Standardization and optimizing the timing for discharge from hospital might also reduce costs directly attributable to LT during hospitalization. A cost-saving effect was shown in one single center study17 but was less than expected in an analysis from the SRTR.20 The reason might be the low granularity of data in the registry, as one could assume that shortened LOS would translate into significant cost savings.
4.1 Limitations
Evidence is scarce for defining what is the optimal time for patient discharge following LT. Moreover, the scenario for patient discharge differs among programs from different regions and is dependent on the environment outside the hospital like availability of facilities for rehabilitation closely connected to the transplant center. Therefore, criteria for a safe and early discharge will also vary between different target populations.
5 CONCLUSION
Evidence is scarce to judge the balance of desirable and undesirable outcomes but studies suggest that patients with uncomplicated postoperative courses can be discharged safely in a timely manner (QOE: Low/Grade of Recommendation: Weak). Despite the heterogeneity of study populations overall a beneficial effect of early/timely discharge from hospital was demonstrated. In centers with robust outpatient follow-up, discharge can occur safely as early as post-transplant 6–8 days.
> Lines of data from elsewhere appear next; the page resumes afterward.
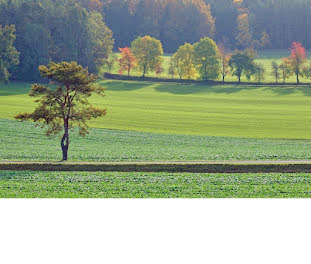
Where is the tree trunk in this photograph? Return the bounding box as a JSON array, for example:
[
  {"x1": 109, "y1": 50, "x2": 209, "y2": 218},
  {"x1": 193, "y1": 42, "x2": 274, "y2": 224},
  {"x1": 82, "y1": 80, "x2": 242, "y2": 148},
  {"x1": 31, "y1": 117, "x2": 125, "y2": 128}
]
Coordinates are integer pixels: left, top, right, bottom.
[{"x1": 61, "y1": 124, "x2": 69, "y2": 161}]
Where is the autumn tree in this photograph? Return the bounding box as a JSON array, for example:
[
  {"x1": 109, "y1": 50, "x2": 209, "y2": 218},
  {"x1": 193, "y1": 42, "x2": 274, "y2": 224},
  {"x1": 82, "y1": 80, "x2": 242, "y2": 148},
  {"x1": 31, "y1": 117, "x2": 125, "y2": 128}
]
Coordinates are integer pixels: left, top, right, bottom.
[
  {"x1": 172, "y1": 43, "x2": 197, "y2": 79},
  {"x1": 288, "y1": 42, "x2": 307, "y2": 84},
  {"x1": 16, "y1": 62, "x2": 106, "y2": 161},
  {"x1": 271, "y1": 61, "x2": 280, "y2": 83},
  {"x1": 302, "y1": 63, "x2": 311, "y2": 79},
  {"x1": 118, "y1": 47, "x2": 136, "y2": 76},
  {"x1": 279, "y1": 58, "x2": 293, "y2": 83},
  {"x1": 194, "y1": 37, "x2": 220, "y2": 80},
  {"x1": 131, "y1": 36, "x2": 163, "y2": 77},
  {"x1": 155, "y1": 64, "x2": 164, "y2": 78},
  {"x1": 103, "y1": 52, "x2": 118, "y2": 73},
  {"x1": 218, "y1": 43, "x2": 232, "y2": 83},
  {"x1": 0, "y1": 25, "x2": 19, "y2": 83},
  {"x1": 229, "y1": 50, "x2": 255, "y2": 83},
  {"x1": 167, "y1": 60, "x2": 176, "y2": 79},
  {"x1": 236, "y1": 13, "x2": 253, "y2": 49},
  {"x1": 254, "y1": 63, "x2": 266, "y2": 83}
]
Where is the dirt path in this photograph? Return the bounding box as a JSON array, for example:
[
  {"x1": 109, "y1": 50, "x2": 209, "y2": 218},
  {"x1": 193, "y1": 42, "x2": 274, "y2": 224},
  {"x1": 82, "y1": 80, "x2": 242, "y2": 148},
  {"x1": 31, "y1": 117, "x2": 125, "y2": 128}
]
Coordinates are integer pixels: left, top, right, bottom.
[{"x1": 0, "y1": 160, "x2": 311, "y2": 165}]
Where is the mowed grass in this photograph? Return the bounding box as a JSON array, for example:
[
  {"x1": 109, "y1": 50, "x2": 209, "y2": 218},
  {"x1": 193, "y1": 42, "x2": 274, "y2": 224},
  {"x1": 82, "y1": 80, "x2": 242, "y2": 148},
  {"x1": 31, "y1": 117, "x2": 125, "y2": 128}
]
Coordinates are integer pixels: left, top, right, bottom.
[
  {"x1": 0, "y1": 120, "x2": 311, "y2": 161},
  {"x1": 0, "y1": 80, "x2": 311, "y2": 139},
  {"x1": 0, "y1": 171, "x2": 311, "y2": 198}
]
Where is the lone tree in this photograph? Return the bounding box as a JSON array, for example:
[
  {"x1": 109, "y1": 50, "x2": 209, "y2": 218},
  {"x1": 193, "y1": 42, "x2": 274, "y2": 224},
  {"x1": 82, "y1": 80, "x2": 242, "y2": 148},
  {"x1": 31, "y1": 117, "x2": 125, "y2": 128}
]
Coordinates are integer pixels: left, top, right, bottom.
[
  {"x1": 0, "y1": 25, "x2": 19, "y2": 83},
  {"x1": 131, "y1": 36, "x2": 163, "y2": 77},
  {"x1": 15, "y1": 62, "x2": 106, "y2": 160},
  {"x1": 229, "y1": 50, "x2": 255, "y2": 83},
  {"x1": 118, "y1": 47, "x2": 136, "y2": 76},
  {"x1": 288, "y1": 42, "x2": 307, "y2": 84},
  {"x1": 194, "y1": 37, "x2": 220, "y2": 80}
]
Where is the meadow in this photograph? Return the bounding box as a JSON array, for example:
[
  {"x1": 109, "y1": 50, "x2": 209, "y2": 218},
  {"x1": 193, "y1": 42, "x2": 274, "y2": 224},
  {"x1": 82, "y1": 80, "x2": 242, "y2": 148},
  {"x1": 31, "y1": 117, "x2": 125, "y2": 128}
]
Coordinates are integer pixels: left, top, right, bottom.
[
  {"x1": 0, "y1": 77, "x2": 311, "y2": 139},
  {"x1": 0, "y1": 119, "x2": 311, "y2": 161},
  {"x1": 0, "y1": 171, "x2": 311, "y2": 198}
]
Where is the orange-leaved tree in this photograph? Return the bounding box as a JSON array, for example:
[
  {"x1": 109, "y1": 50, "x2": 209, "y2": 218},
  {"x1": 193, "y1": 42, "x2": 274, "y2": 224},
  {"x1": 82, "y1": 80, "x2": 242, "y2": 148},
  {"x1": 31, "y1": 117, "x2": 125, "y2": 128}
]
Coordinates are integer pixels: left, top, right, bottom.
[
  {"x1": 118, "y1": 47, "x2": 137, "y2": 76},
  {"x1": 288, "y1": 41, "x2": 307, "y2": 84}
]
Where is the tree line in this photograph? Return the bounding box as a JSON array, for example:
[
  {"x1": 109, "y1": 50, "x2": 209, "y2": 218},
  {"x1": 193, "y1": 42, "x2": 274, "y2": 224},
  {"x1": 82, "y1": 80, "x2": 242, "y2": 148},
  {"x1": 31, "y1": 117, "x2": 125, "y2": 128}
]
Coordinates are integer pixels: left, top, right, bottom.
[
  {"x1": 106, "y1": 36, "x2": 311, "y2": 84},
  {"x1": 0, "y1": 0, "x2": 114, "y2": 81},
  {"x1": 102, "y1": 0, "x2": 311, "y2": 53}
]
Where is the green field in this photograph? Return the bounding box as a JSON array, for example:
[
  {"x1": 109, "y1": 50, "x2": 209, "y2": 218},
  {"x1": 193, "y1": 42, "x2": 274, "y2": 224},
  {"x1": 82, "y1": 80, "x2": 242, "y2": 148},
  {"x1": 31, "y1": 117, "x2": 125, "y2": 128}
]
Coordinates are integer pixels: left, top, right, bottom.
[
  {"x1": 0, "y1": 171, "x2": 311, "y2": 198},
  {"x1": 0, "y1": 80, "x2": 311, "y2": 139},
  {"x1": 0, "y1": 120, "x2": 311, "y2": 161}
]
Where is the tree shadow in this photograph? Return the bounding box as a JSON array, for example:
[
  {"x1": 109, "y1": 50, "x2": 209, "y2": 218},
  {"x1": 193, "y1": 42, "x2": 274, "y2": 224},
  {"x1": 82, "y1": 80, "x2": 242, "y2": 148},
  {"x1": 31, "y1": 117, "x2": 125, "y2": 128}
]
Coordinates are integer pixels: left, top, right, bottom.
[
  {"x1": 103, "y1": 81, "x2": 150, "y2": 92},
  {"x1": 0, "y1": 82, "x2": 31, "y2": 96},
  {"x1": 155, "y1": 84, "x2": 261, "y2": 95},
  {"x1": 265, "y1": 85, "x2": 311, "y2": 96}
]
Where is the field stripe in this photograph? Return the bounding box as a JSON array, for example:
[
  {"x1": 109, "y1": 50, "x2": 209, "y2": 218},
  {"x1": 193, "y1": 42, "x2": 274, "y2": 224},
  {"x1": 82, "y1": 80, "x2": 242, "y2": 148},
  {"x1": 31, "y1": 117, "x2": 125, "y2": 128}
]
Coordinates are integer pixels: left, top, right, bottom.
[{"x1": 0, "y1": 161, "x2": 311, "y2": 173}]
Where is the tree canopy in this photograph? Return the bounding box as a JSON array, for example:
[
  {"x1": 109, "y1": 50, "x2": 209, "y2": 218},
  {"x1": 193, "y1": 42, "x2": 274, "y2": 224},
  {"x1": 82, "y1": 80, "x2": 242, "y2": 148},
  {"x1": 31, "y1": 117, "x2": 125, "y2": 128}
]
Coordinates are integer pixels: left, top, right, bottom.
[
  {"x1": 131, "y1": 36, "x2": 163, "y2": 77},
  {"x1": 16, "y1": 62, "x2": 106, "y2": 160}
]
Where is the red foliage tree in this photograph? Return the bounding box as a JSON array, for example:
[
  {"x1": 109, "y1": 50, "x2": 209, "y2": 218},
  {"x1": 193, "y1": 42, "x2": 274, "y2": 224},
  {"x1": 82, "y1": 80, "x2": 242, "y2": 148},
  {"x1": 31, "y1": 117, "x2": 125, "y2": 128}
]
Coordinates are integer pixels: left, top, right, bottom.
[
  {"x1": 118, "y1": 47, "x2": 137, "y2": 76},
  {"x1": 288, "y1": 41, "x2": 307, "y2": 84}
]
There is obvious need for future studies defining functional recovery after LT taking into account the availability of different outpatient facilities.
ACKNOWLEDGMENT
This manuscript was prepared for the ERAS4OLT.org Consensus Conference 2022, which is partially funded by the International Liver Transplant Society (ILTS).
CONFLICTS OF INTEREST
The authors declare no conflicts of interest.
AUTHOR CONTRIBUTIONS
Concept/design: TT, GB, DAR, MS, Data analysis/interpretation TT, GB, TR, AO, AA, AM, DAR, MS, GB, Drafting article TT, GB, MS, GB, Critical revision of article TT, GB, TR, AO, AA, AM, DAR, MS, GB, Approval of article TT, GB, TR, AO, AA, AM, DAR, MS, GB
Open Research
DATA AVAILABILITY STATEMENTS
Data sharing not applicable to this article as no datasets were generated or analysed during the current study.